Marine Le Pen a déclaré sa candidature à l’élection présidentielle ce vendredi 9 avril 2021. Si beaucoup de commentateurs français et étrangers sont convaincus que sa victoire est devenue possible, comment la présidente du rassemblement Nationale profite-t-elle d’une situation apparemment favorable ? La candidate du débat raté a donné un entretien au magazine L’Incorrect. Eh bien le contenu est, malgré le titre de la publication, politiquement très correct ! La candidate montre que malgré les apparences, elle n’a pas bougé d’un iota depuis 2017 :
« Je crois qu’il n’y a plus de droite ni de gauche, mais ce n’est pas parce qu’on passe d’un clivage gauche/droite à un clivage mondialistes/nationaux qu’il ne faut pas savoir s’adresser, sans doute en des termes différents pour exprimer la même chose, aux patriotes qui viennent de l’ancienne droite et aux patriotes qui viennent de l’ancienne gauche. Le vrai sujet que je compte exposer à tous est: est-ce que l’on considère que la nation reste la structure qui permet de défendre l’identité, d’assurer la prospérité, d’apporter la sécurité – pas seulement physique – et de conserver au peuple sa souveraineté, ou est-ce qu’on est voué à basculer dans une optique post-nationale, où les frontières n’ont plus aucune importance, où l’on est d’ici comme on peut être d’ailleurs et où l’on appartient plus à une classe sociale qu’à un pays? »
Pas un mot pour la France des entrepreneurs
Certes. Mais qu’en est-il de la politique économique ? Poussée dans ses retranchements par les intervieweurs, la fille de Jean-Marie Le Pen s’en tire par une pirouette digne de Jacques Chirac : « Incontestablement, la sortie de l’euro a beaucoup effrayé. C’est pourquoi, dès 2017, nous avons décidé qu’il fallait entendre les inquiétudes de nos électeurs. Nous avons bien fait puisque, aux européennes de 2019, ils ont validé notre positionnement. Y a-t-il d’autres points qui posent problème ? » Il est frappant de constater que la candidate n’aborde jamais d’elle-même les sujets économiques. Elle n’a pas un mot pour la France des entrepreneurs, pour cette France active dont la création de richesse est ponctionnée de plus en plus par un Etat qui se nourrit de bureaucratie et d’inflation législative. (…)

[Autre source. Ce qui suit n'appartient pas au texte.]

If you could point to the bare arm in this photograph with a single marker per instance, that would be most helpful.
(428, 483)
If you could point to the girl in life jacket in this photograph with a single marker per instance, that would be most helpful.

"Arrêtez d'emm... les Français" (Georges Pompidou à Jacques Chirac, 1966)

Alors, un coup pour rien, cet entretien à L’Incorrect ? Les rédacteurs du journal, proche de Marion Maréchal, font le meilleur commentaire pour souligner indirectement ce qu’ils auraient voulu entendre :
« Ce que nous attendons du prochain chef de l’État, c’est que, quelle que soit la bannière sous laquelle il aura été élu, il mène une politique de droite. Profondément, viscéralement de droite, comme cela n’a pas été le cas depuis…? Depuis tellement long- temps que nous-mêmes en avons perdu le souvenir. Une politique de droite, pour faire simple et court, ce serait que l’essentiel des moyens de l’État soit consacré à ses fonctions régaliennes. Que l’État, pour reprendre la formule de Georges Pompidou, arrête « d’emmerder les Français ». Que les « forces vives » de la nation puissent prospérer en paix. Qu’il soit mis fin à l’inflation législative et réglementaire, et même, soyons fous, que la décrue soit engagée par la réduction substantielle des différents codes. »
On ne saurait mieux dire. Surtout si on se souvient que ces propos de Georges Pompidou s’adressaient à un certain Jacques Chirac, jeune énarque, qui arrivait dans le bureau du Premier ministre de l’époque avec une masse de parapheurs à signer.
Aucun des candidats briguant des suffrages à droite – et Madame Le Pen pas plus que les autres – ne met la question de la liberté au centre de son programme. C’est la meilleure assurance pour Emmanuel Macron d’être réélu. Et pour le pays de s’enfoncer un peu plus sur « la route de la servitude » (F. Hayek).